You are viewing a plain text version of this content. The canonical link for it is here.
Posted to dev@arrow.apache.org by Wes McKinney <we...@gmail.com> on 2019/04/02 19:07:00 UTC
Re: [DISCUSS] Format changes: process and requirements

I created

https://cwiki.apache.org/confluence/display/ARROW/Columnar+Format+1.0+Milestone

some time ago to try to track the status of different implementations
and various in-flight discussions about columnar format evolution. Can
some others take a look at that and perhaps update some sections?

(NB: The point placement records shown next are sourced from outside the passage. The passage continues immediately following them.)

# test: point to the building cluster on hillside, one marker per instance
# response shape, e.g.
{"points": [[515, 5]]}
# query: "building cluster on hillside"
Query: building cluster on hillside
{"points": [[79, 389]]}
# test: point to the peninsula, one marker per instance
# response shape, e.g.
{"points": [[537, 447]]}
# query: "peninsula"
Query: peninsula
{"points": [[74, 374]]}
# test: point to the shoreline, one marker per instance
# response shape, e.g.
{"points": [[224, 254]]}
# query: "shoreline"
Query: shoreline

I agree with having at least 2 complete implementations and so we have
a good amount of implementation shortfall (e.g. delta dictionaries) to
address already.

On Mon, Mar 18, 2019 at 12:51 AM Paul Taylor <pt...@apache.org> wrote:
>
> Hi Jacques,
>
> > I think we should have two complete implementations. I don't think having
> > one feature in C# and Go and another in JavaScript and Rust does justice to
> > the project goals.
>
> Agree 100%. We may already be in this situation with the DictionaryBatch
> "isDelta" flag. I haven't checked the C++ in a while so I may be
> mistaken, but I think JS is the only impl with support for interleaved
> Dictionary/RecordBatches. It'd be good to put a process in place that
> helps avoid this in the future.
>
> > I think Java and C++ should always be complete. They are
> > the first two implementations. I believe they are the most complete and
> > broadly used/popular (C++ given Python & Pandas integration and Java via
> > Spark & Dremio).
> No argument here either, though I should mention with the exception of
> Tensor messages the JS version is also feature-complete from the
> standpoint of the format.
>
> It's still early in terms of adoption, but we've seen some interest from
> the Vega, Jupyter, and Uber Deck.gl projects in either contributing to
> or integrating with ArrowJS.
>
> So while we're certainly not at the level of Spark or Pandas, we may be
> poised for wider adoption, and I'd request we take the JS implementation
> into account when making format changes. I'm happy to implement new
> features and update the integration tests as necessary.
>
> > Are there specific changes to format/ that have been merged that you
> > are concerned about that you feel need to be discussed separately?
> The thing that springs to mind is anything to do with 64-bit indexing,
> as recently discussed in the sparse matrix thread. IIRC none of the JS
> engines presently allow allocating buffers greater than 2GiB.
> Limitations in JS shouldn't block other implementations from moving
> ahead, but it would be good for the community to come to a consensus on
> guidance or workarounds for JS interop when we are in that sort of
> situation.
>
> Thanks,
>
> Paul
>
>
> On 3/17/19 6:07 PM, Jacques Nadeau wrote:
> >> How about "at least two native implementations" instead of
> >> "Java and C++"? Now, we have multiple native
> >> implementations:
> >>
> > I think we should have two complete implementations. I don't think having
> > one feature in C# and Go and another in JavaScript and Rust does justice to
> > the project goals. I think Java and C++ should always be complete. They are
> > the first two implementations. I believe they are the most complete and
> > broadly used/popular (C++ given Python & Pandas integration and Java via
> > Spark & Dremio). This is a compromise between setting a high barrier for
> > creation of new features and making sure that we have validated things
> > across impls.
> >
> > Are there specific changes to format/ that have been merged that you
> > are concerned about that you feel need to be discussed separately?
> > There have been some changes related to serializing tensor metadata
> > that are clearly marked as experimental, and they also do not interact
> > with the columnar format.
> >
> > There are several things we've introduced over time that suffered this
> > problem. Alignment changes, dictionary encoding, union behavior, interval
> > behavior, tensors, unsigned integrations, etc that we've failed to make
> > sure we have integration tests for. I've meant to send this email for
> > months but saw a couple of recent proposed changes which made me feel like
> > we should discuss further.
> >